Comment est venue cette idée de film de genre ?

Je suis tombé sur ce fait divers en regardant une émission de télévision au Chili. J’ai découvert comment le harcèlement dont a été victime cette famille a mené le père et le fils au meurtre de leur harceleur. Ils ont caché le corps et se sont fait prendre. Le fils a écopé de cinq ans de prison car le père a pris toute la responsabilité sur lui et une peine de vingt ans. Quand on lui demande s’il recommencerait, il répond : « Non, vous n’avez pas idée de ce que c’est de tuer un homme ».
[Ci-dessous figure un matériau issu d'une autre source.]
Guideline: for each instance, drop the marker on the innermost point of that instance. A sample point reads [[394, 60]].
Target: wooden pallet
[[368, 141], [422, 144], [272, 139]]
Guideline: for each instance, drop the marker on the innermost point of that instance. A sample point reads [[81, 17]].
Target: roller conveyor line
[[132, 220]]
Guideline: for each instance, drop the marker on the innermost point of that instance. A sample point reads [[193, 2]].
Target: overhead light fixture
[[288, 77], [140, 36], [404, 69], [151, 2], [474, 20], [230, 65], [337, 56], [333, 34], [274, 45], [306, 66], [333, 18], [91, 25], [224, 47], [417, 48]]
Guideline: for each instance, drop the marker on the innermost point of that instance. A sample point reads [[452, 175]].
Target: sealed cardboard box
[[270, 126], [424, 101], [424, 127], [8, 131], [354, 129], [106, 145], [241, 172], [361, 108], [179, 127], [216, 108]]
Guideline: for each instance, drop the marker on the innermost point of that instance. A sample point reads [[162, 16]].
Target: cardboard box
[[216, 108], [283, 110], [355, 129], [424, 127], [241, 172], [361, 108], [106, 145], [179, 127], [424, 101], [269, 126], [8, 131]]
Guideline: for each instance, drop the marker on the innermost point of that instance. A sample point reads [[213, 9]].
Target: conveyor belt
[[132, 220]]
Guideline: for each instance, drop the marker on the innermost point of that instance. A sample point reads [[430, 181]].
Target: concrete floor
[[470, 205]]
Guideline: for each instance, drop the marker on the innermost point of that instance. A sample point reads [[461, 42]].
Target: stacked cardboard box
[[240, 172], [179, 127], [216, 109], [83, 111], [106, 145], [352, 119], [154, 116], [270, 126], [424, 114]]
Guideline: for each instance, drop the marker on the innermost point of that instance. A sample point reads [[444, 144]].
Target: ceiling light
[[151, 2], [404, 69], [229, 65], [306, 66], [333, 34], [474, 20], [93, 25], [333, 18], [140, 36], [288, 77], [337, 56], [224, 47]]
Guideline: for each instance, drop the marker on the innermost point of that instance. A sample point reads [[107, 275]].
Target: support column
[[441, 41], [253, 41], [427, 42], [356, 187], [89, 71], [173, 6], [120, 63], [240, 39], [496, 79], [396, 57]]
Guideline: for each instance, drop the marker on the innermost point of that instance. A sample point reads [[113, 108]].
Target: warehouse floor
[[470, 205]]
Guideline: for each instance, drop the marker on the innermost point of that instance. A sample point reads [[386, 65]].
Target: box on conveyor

J’ai senti que j’avais une idée de film car on voit rarement au cinéma ce qui se passe juste après le meurtre de quelqu’un. Après un certain point, le film atteint une sorte de dimension métaphysique...

Ça ne pouvait pas être un film complètement réaliste. Bien sûr, comme les acteurs sont pour la plupart non professionnels et que le rythme des dialogues est plutôt naturel, on peut avoir le sentiment d’assister à une tranche de vie, mais le film est mis en scène et les plans sont souvent composés comme des tableaux. Particulièrement après la disparition du corps, on s’attache à ce qui se passe dans la tête du personnage principal. Le film devient alors un cauchemar éveillé.

Vous avez un style très particulier. Comment le développez-vous ?

Je pense sincèrement que chaque film appelle un style qui lui sera propre. Pour Huacho, mon premier film, j’avais besoin de rester très proche de mes personnages.

Avec Près du feu, je voulais sentir l’homme face à la nature et aux saisons. Pour Tuer un homme, je voulais qu’on entre pleinement dans la tragédie.

Le titre nous débarrasse de tout suspense. Ce n’est pas tant un film sur ce qui va arriver mais sur le voyage personnel du père de famille. Pour moi, c’est une sorte de western tragique. Le premier jour de tournage, en septembre 2012, tout le monde s’affairait à préparer le plateau et tout d’un coup, le personnage principal s’est retrouvé décadré, en bas du centre de l’image. Là, j’ai trouvé ce qu’il fallait au film. Le ciel était chargé de nuages colorés et j’avais un parfait sentiment de tragédie où le personnage était magnifiquement écrasé.

Le choix de tourner de nuit ne donne pourtant pas trop l’impression d’un film sombre...

On a réalisé très vite que plus de la moitié du film serait tourné de nuit, ce qui est difficile en termes d’organisation. On n’a pratiquement pas utilisé de sources extérieures de lumière et on a même insisté en post-production sur les oranges et les jaunes pour renforcer l’impression que le personnage évoluait en enfer.

Comment avez-vous trouvé vos comédiens ?

La première idée était de travailler à nouveau avec Daniel Munoz, qui jouait le personnage principal dans Près du feu, mais il était engagé pour la télévision. Je me suis alors souvenu d’un comédien à qui on avait confié un petit rôle. J’ai réalisé que le scénario lui allait parfaitement : il avait travaillé dans une scierie et savait parfaitement manier la tronçonneuse. Pour le rôle du méchant, j’avais repéré le comédien dans les films courts de mes étudiants : il est très grand, massif, et il fait peur rien qu’en le regardant.

La musique est impressionnante et vous avez un passé de musicien...

Il est difficile pour moi de travailler la musique ; elle oriente souvent trop le spectateur et l’équilibre est toujours fragile. L’effet musical est instantané et j’essaye de la travailler avec parcimonie. Je n’utilise pas de thème répétitif, je préfère m’en servir pour créer de la tension ou nous aider à entrer dans l’âme du personnage.